Intervista con il Prof. Costanzo Preve a cura di Luigi Tedeschi

1. L’Occidente si dibatte in una crisi in cui, nonostante le periodiche fluttuazioni al ribasso dei mercati finanziari e  i dati negativi sempre più allarmanti dell’economia reale in tema di produzione e occupazione, continua a confidare nella sussistenza e nella ripresa del sistema economico liberista, sia nelle sue più diversificate interpretazioni. Anche se ovunque si è reso necessario l’intervento degli stati nell’economia, allo scopo di scongiurare fallimenti di banche e grandi imprese, agli stati è attribuito il solo ruolo di debitore in ultima istanza, senza che essi possano efficacemente assumere le funzioni di controllo ed intervento, di programmazione economica e di redistribuzione sociale della ricchezza. proprio perché lo stato vive relegato alla funzione di mero supporto all’economia di mercato, le strategie anticrisi si rivelano inefficaci. Si vuole in sostanza utilizzare la mano pubblica al fine di ripristinare quell’ordine economico basato sul libero mercato globale, responsabile della crisi mondiale, in quanto creatore di liquidità illimitata virtuale, debito ed insolvenza generalizzata, economia produttiva subordinata agli squilibri dei mercati finanziari. la contraddizione della crisi dell’economia liberista, consiste dunque nel riproporre in tal modo la restaurazione impossibile di un sistema senza regole né limiti, che non tollera controlli esterni, ma che, proprio perché sprovvisto di meccanismi di equilibrio interni, deve essere supportato dagli stati, la cui azione in economia viene percepita dagli investitori con diffidenza e sfiducia, quale indebita interferenza. il modello liberista globale si dibatte in una crisi insanabile, perché fondato sul debito, sulla precarietà e su consumi illimitati, quando, invece, un’economia in recessione richiede stabilità, programmazione, investimenti pubblici a lungo periodo. il liberismo si è rivelato incapace affrontare i mali del nostro tempo da esso stesso generati. le soluzioni sono note a tutti e le strategie anticrisi non possono essere che di carattere politico – istituzionale. Forse la parabola liberista contemporanea finirà perché non riuscirà a portare a compimento la propria restaurazione ottocentesca e progressista.

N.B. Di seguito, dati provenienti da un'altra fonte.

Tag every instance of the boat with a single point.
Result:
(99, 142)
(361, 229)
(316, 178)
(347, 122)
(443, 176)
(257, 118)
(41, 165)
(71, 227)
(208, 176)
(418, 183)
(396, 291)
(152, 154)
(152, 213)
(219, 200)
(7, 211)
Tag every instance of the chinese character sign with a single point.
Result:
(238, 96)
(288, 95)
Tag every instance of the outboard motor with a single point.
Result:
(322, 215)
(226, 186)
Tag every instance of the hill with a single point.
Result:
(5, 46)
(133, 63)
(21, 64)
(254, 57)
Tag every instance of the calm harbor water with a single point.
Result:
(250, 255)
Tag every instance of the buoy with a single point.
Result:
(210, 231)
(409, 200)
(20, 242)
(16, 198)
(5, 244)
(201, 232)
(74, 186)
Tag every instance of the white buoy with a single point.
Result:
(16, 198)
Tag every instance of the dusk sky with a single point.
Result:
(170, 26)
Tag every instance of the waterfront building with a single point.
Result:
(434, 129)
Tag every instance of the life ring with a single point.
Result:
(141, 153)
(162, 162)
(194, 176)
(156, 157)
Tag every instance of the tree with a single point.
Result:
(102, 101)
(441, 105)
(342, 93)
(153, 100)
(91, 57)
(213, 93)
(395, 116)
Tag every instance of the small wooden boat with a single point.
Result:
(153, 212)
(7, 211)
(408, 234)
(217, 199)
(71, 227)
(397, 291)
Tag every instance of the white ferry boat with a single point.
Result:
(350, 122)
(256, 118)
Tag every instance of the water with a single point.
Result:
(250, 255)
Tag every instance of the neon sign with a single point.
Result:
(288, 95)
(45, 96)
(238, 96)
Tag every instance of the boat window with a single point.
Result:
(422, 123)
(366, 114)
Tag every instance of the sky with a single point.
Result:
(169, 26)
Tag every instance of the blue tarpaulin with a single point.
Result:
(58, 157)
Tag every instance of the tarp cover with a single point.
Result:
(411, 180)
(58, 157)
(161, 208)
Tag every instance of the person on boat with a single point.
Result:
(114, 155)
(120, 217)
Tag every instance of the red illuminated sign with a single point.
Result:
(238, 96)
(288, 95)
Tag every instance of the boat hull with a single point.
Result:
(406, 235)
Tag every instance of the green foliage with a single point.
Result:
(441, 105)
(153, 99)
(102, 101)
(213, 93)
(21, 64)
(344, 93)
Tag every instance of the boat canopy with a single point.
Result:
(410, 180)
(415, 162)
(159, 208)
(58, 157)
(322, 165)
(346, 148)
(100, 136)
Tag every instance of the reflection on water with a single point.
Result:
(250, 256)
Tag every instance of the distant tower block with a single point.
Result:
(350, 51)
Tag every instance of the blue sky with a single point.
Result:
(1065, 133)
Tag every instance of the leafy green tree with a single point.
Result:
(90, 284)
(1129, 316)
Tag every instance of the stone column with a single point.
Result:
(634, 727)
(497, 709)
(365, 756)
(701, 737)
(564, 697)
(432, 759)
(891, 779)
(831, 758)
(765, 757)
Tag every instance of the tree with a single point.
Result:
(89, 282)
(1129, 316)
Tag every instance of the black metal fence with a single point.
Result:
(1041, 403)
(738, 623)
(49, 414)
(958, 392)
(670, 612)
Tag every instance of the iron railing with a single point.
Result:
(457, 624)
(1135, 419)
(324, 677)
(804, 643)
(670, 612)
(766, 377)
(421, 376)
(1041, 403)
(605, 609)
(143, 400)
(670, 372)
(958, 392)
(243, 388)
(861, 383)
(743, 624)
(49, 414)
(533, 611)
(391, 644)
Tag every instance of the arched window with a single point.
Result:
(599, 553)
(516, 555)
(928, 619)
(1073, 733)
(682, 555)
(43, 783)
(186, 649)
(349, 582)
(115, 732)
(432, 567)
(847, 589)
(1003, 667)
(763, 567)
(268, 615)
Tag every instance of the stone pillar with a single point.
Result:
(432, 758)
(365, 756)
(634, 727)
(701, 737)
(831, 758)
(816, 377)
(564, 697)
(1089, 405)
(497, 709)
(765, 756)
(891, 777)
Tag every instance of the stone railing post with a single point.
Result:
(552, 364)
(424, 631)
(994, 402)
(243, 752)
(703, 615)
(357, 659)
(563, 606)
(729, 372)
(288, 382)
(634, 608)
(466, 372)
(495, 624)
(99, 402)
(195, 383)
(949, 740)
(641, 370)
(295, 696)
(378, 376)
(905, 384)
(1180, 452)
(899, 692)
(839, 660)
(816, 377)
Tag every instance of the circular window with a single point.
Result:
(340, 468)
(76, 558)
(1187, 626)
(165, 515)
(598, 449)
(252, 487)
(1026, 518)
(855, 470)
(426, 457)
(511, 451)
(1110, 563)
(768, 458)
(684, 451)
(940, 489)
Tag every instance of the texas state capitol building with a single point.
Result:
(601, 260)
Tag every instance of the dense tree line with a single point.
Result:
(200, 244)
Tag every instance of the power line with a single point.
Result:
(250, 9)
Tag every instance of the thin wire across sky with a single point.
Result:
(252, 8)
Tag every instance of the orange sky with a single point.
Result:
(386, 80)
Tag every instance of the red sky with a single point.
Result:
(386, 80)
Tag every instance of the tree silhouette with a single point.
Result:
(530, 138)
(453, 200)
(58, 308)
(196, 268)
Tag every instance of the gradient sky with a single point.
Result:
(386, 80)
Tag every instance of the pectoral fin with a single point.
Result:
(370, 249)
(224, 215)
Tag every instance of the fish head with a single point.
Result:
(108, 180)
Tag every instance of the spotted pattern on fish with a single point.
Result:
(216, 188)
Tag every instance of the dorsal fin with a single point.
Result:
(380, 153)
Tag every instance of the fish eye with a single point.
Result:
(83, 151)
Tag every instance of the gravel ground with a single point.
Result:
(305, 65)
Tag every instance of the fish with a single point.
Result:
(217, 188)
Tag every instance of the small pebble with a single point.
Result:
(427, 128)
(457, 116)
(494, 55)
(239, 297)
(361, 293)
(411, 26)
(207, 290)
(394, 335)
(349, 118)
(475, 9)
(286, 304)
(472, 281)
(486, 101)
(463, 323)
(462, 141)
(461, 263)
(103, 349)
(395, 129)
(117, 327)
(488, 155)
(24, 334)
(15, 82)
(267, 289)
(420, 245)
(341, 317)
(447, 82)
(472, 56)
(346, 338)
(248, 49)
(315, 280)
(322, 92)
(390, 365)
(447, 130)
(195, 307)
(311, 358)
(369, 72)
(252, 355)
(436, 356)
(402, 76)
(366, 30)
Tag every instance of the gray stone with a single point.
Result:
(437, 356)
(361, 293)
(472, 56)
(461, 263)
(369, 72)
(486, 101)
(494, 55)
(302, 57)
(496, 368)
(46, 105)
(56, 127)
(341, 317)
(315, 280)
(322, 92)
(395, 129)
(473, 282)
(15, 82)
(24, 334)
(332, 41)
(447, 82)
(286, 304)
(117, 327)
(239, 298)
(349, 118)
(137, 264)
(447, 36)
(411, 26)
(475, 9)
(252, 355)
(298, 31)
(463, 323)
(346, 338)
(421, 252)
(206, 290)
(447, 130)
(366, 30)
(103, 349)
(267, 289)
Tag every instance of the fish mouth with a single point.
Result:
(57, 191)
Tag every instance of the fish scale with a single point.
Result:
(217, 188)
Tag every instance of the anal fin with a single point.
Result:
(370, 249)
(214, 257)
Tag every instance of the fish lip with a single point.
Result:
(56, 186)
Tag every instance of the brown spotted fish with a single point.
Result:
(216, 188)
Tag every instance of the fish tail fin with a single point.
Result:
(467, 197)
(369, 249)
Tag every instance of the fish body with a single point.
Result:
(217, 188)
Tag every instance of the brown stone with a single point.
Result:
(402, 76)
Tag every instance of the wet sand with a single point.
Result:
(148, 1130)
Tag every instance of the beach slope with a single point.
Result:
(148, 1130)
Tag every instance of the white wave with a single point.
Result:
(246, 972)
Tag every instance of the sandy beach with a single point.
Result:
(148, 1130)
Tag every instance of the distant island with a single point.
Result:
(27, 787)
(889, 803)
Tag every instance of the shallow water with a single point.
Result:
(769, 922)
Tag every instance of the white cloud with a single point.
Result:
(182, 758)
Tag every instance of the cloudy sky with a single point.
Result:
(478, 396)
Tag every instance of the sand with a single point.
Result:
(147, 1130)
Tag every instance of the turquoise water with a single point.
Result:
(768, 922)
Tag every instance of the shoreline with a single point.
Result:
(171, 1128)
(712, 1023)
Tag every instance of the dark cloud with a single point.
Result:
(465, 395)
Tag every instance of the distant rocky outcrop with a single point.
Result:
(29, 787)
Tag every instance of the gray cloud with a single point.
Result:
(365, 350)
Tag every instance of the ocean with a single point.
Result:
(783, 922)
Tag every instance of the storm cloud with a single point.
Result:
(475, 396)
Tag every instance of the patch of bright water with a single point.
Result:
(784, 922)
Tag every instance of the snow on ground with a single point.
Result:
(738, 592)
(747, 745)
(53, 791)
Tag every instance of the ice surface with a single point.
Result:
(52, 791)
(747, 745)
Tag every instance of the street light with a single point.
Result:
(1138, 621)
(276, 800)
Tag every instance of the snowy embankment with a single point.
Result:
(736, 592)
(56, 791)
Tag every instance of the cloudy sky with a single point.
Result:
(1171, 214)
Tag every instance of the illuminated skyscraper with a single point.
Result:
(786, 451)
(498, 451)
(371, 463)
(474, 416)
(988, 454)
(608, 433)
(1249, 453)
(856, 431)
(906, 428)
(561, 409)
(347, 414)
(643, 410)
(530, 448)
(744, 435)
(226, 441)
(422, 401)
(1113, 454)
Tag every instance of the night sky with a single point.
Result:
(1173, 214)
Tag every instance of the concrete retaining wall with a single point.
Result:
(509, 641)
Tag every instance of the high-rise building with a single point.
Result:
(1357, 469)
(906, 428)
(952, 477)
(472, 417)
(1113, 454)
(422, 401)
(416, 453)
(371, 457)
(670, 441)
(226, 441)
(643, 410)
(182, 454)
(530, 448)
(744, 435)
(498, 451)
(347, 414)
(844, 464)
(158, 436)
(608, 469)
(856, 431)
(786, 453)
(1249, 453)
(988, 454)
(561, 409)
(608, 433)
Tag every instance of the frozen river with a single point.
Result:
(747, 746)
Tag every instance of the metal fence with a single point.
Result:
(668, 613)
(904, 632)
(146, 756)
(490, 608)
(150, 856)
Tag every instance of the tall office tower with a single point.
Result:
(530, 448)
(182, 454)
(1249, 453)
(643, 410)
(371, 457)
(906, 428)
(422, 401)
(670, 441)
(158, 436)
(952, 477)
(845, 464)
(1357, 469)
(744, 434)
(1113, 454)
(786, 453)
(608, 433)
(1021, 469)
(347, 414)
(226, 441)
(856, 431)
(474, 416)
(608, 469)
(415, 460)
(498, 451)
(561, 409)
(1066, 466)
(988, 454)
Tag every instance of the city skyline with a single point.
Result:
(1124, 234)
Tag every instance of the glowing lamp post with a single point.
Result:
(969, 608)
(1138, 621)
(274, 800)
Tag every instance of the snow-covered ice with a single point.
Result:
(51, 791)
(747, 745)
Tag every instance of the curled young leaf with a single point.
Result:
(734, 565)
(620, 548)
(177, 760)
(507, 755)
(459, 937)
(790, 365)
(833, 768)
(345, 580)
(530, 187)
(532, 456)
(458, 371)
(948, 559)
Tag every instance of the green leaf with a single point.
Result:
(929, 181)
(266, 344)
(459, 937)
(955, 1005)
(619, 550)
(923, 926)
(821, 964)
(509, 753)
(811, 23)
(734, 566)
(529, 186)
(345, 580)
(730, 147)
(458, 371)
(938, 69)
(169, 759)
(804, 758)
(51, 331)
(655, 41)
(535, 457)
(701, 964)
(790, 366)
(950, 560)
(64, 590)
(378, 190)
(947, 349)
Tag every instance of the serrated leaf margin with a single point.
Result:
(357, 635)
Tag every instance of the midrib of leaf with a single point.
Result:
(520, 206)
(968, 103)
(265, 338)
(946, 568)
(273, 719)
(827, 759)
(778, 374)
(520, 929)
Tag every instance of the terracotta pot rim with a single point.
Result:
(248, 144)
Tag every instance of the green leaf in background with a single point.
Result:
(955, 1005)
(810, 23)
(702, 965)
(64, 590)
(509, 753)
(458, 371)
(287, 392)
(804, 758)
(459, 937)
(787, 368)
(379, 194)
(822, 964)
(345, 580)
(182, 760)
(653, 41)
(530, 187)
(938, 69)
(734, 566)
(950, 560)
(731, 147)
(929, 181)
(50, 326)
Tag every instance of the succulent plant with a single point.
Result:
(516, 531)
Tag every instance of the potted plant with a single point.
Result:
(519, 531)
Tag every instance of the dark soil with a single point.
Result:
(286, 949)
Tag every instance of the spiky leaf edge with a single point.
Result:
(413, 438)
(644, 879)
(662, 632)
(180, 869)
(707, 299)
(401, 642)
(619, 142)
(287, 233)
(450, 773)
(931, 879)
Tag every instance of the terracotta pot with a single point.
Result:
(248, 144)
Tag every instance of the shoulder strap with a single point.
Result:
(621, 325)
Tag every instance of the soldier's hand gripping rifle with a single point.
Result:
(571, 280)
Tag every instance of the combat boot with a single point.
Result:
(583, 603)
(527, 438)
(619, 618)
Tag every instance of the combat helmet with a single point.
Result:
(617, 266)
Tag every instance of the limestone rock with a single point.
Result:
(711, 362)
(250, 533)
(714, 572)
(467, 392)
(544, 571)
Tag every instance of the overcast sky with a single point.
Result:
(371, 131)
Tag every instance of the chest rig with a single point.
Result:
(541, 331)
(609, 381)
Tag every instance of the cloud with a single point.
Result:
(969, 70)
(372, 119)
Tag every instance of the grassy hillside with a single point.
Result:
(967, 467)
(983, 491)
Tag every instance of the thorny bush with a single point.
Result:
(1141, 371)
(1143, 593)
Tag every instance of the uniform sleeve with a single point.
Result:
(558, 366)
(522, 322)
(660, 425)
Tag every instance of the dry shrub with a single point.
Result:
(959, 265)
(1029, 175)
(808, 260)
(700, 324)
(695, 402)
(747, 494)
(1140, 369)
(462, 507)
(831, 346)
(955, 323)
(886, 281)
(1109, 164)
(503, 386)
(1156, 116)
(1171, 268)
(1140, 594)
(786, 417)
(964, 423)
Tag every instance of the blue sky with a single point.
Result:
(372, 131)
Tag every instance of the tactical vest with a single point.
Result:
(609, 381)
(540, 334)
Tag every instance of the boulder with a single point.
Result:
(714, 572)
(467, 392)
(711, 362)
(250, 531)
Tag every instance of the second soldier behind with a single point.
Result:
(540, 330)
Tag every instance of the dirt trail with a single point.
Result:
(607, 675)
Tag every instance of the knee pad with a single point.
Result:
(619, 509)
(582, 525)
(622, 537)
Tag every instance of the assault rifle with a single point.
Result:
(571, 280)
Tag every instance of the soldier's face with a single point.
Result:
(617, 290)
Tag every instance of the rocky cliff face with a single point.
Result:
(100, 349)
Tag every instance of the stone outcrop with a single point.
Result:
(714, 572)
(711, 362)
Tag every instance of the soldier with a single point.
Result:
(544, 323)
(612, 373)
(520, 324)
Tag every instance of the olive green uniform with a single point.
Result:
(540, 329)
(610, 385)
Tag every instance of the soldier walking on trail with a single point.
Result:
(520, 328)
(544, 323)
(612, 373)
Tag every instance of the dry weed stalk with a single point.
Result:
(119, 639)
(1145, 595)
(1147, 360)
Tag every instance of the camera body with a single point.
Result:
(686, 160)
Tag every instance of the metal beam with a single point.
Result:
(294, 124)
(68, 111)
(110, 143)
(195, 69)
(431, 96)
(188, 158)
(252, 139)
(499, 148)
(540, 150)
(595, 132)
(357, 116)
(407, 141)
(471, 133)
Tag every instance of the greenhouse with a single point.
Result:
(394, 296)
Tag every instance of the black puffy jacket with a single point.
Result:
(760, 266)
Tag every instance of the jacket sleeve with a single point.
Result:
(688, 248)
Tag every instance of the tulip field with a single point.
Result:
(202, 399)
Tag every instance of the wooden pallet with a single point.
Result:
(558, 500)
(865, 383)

Ammetto apertamente di non avere le idee molto chiare sulla natura storica profonda di questa crisi del capitalismo. Che essa ci sia, e sia grave, ed abbia già fatto cadere le oscene apologie del mercato liberista, è chiaro a tutti, e non c’è bisogno che sprechi carta per ripetere argomenti critici già largamente noti. Da quanto mi sembra di capire, questa crisi è grande abbastanza per far male a milioni di persone, ma è ancora troppo piccola e “controllabile” dalle cupole oligarchico-finanziarie per comportare una vera sconfitta strategica dell’attuale “capitalismo assoluto” (l’espressione, a mio avviso corretta, è di M. Badiale – M. Bontempelli, La Sinistra Rivelata, Massari, Bolsena 2007). In ogni caso, mancano le forze soggettive, politiche e culturali, per aprire un nuovo ciclo storico. Lasciamo il “pensare positivo” a Jovanotti e Berlusconi.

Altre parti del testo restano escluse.